Emmanuel du Bourg de Bozas Chaix d'Est-Ange - Bibliophile und Eigentümer Verkauft die Bibliothek in 1990-1991.
Edouard André - Landschaft Architekt Der Park wurde 1873 entworfen.
Jean Sobieski - König von Polen Gastgeber des Königshauses.
Robert du Bourg de Bozas - Explorer und Bürgermeister Gestorben in Niger im Jahre 1902, Bürgermeister von La Fermeté.

Ursprung und Geschichte

Die Burg von Prye, in La Fermeté in der Nièvre gelegen, ist ein bedeutendes Gebäude des 17. und 19. Jahrhunderts, gebaut auf den Überresten einer alten mittelalterlichen Festung, von denen ein Turm und Moat bleibt. Im Tal von Ixeure, auf 240 Metern über dem Meeresspiegel, besteht es aus zwei Gehäusekörpern, die durch eine überdachte Passage, gebaut aus lokalem Stein. Das Anwesen, umgeben von einer 7 km-Wand, umfasst einen Park, der 1873 von Landschaftsarchitekt Edouard André entworfen wurde, sowie Ställe von Versailles inspiriert, in den 1880er Jahren von Antonin von der Bourg de Bozas gebaut, Anfrage von Napoleon III.

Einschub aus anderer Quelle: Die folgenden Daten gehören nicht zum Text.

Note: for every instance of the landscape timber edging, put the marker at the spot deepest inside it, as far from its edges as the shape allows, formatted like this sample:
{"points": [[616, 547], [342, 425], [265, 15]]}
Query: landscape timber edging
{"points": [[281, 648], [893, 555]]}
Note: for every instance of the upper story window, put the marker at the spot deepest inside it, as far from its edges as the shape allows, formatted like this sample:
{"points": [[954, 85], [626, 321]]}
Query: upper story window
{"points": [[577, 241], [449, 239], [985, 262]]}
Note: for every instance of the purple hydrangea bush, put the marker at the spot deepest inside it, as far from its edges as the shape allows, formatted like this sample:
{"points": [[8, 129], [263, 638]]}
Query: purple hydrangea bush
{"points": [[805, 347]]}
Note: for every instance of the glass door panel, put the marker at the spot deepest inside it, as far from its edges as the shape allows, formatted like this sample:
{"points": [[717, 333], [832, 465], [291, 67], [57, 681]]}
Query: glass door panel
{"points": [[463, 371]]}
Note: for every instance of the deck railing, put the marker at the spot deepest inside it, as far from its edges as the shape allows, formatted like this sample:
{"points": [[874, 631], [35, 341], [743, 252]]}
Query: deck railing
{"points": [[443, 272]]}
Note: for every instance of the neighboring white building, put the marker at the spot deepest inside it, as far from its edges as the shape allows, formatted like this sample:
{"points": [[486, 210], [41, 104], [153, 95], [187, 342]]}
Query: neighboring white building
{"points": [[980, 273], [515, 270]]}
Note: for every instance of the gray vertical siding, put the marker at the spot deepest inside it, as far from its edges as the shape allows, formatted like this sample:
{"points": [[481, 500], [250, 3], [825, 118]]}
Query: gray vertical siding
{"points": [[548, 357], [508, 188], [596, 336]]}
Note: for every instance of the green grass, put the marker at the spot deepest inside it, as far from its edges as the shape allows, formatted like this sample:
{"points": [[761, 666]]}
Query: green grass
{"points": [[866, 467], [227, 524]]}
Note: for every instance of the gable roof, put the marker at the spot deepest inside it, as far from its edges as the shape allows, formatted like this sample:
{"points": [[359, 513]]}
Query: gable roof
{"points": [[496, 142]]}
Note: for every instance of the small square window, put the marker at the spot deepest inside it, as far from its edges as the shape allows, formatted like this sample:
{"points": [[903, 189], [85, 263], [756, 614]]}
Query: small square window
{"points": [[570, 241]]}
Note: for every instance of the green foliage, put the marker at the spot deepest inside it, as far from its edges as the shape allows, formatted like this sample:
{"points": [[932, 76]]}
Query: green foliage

Das vorliegende Schloss vereint klassische Elemente (Louis XIII Galerie, Teppich-Lounge) und neo-gotische Elemente (akute Frontfenster, Bögen in einem Geflecht). Ein dreistufiger sechseckiger Turm und ein Turm, der von einem polygonalen Pfeil überlagert wurde, markieren sein nordöstliches Ende. Die Königskammer, die für Jean Sobieski, den König von Polen und den Ehemann von Marie-Casimire-Louise de La Grange d'Arquien arrangiert, bezeugt seine prestigeträchtige Vergangenheit. Die Stallungen, heute der Empfangsraum und das Management verwandelten sich in einen ländlichen Gite illustrieren die zeitgenössische Anpassung des Anwesens, das 2006 als Historisches Denkmal eingestuft wurde.

Die Familie der Bourg de Bozas, Eigentümer seit dem 18. Jahrhundert, markierte die Geschichte des Ortes. Emmanuel du Bourg (1894–1990) versteigerte 1990–1991 die berühmte Schlossbibliothek, während Antonin du Bourg (1836–922) und sein Sohn Robert, ein Forscher, der 1902 in Niger starb, sein Familienerbe verkörperte. Der Park, des gemischten Stils, und die Waldmassivs, die mit Blick auf das Schloss ausgerichtet sind, unterstreichen den Landschafts-Ehrgeiz des neunzehnten Jahrhunderts.

Der Wappen der Maison Du Bourg, sichtbar auf dem Eingangspavillon, erinnern sich an ihren Status als Marquis. Das Schloss bewahrt auch Spuren seiner mittelalterlichen Ursprünge, wie ein kreisförmiger Turm mit einer Talsohle, einmal mit einer integrierten Treppe ausgestattet. Die Architekten Massillon-Rouvet, Tarlier und Thomas Albert trugen Ende des 19. Jahrhunderts zum Wiederaufbau bei, während Edward André den Park und die Gärten gestaltete, die Natur und Architektur verschmelzen.

Der 1812 von der Marquise du Bourg de Bozas erworbene Schmiede von Prye und das 1923 verkaufte Château Saint-Hubert en Sologne zeugen vom Umfang des Familiengutes. Das Anwesen, das für seine vorbildliche Restaurierung verliehen wird, bleibt ein bemerkenswertes Beispiel für erhaltenes Erbe, das Geschichte, Architektur und Landschaften verbindet, heute teilweise für Veranstaltungen geöffnet.

Die Herren von Prye, wie Gaucher (ca. 1100) oder Jean de Prie (1285), sowie Marie-Casimire-Louise de La Grange d'Arquien, Königin von Polen, markierten seine Geschichte. Das Schloss, vollständig klassifiziert (Schloss, Ställe, Park, Wände), verkörpert fast neun Jahrhunderte der Transformation, von mittelalterlichen Festungen bis zum 19. Jahrhundert Landschaftsentwicklungen.